Nasza Loteria NaM - pasek na kartach artykułów

Wielkanoc, jakiej już nie ma... Zapomniane zwyczaje i tradycje

Katarzyna Ponikowska
Przełom lat 20. i 30. XX w., kościół św. Mikołaja w Chrzanowie. Kaplica św. Stanisława, w której umieszczono Grób Pański. Gipsowa figura Pana Jezusa jest używana w tej parafii do dnia dzisiejszego. Przy grobie pełnili wartę strażacy w mundurach galowych.
Przełom lat 20. i 30. XX w., kościół św. Mikołaja w Chrzanowie. Kaplica św. Stanisława, w której umieszczono Grób Pański. Gipsowa figura Pana Jezusa jest używana w tej parafii do dnia dzisiejszego. Przy grobie pełnili wartę strażacy w mundurach galowych. archiwum rodzinnego państwa Kantorów
Zasłanianie w domu luster, obmywanie się w źródełku, sianie kapusty czy ściganie się furmankami Wiele zwyczajów, bez których Wielkanoc kiedyś by się nie odbyła, jest dziś zapomnianych

Kiedyś przygotowania do świąt wielkanocnych zaczynały się już jesienią poprzedniego roku. Zbierało się trawy i rośliny do ozdobienia palm, które wykonywało się własnoręcznie. - Rośliny barwiono na różne kolory lub zostawiano ich naturalną barwę. Wykonywało się też polskie kwiaty z bibuły, robiono frędzelki i tak przygotowaną palmę niesiono do kościoła na sumę w Niedzielę Palmową - mówi Kamil Bogusz, historyk z Chrzanowa.

Wielkanocne uroczystości zaczynały się tak naprawdę w nocy z Wielkiego Czwartku na Wielki Piątek.

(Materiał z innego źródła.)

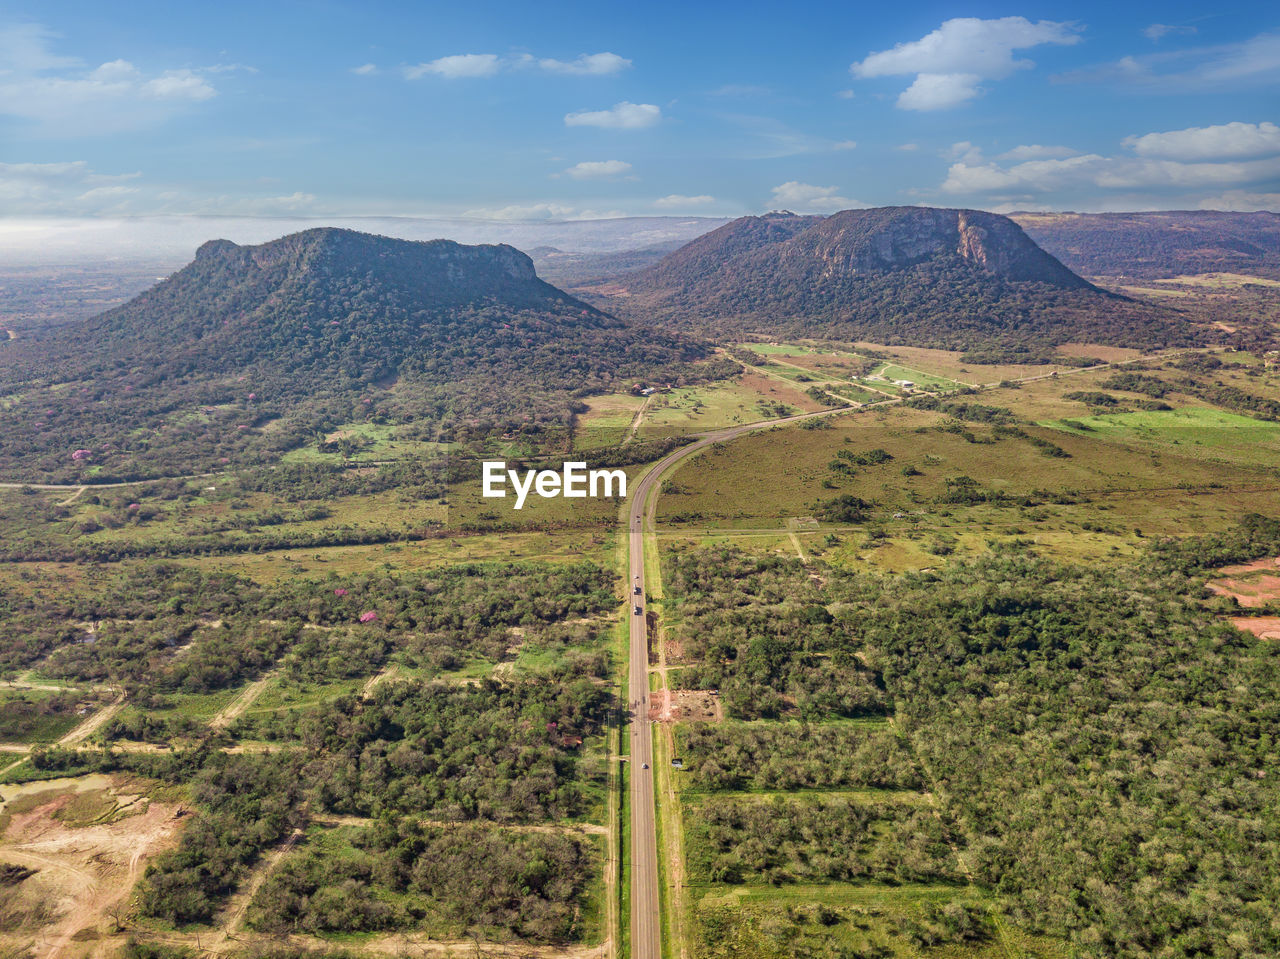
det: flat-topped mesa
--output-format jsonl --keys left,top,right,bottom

Mieszkańcy wracający z czuwania w Wolbromiu szli do pobliskiej Koziny. Pod pagórkiem, na którym była kaplica Najświętszej Marii Panny, znajdowały się dwa źródełka, które miały cudowne właściwości. - Kto się obmył wtedy w tej wodzie, zmywał z siebie wszystkie choroby, grzechy. Można też było nabrać wodę do naczynia, ale żeby zachowała swoje właściwości, trzeba było iść do domu w milczeniu i nie odwracać się za siebie - wspomina Henryka Rogal z Wolbromia. - Biegałyśmy tak z koleżankami. Chciałyśmy być piękne i długo młode - dodaje.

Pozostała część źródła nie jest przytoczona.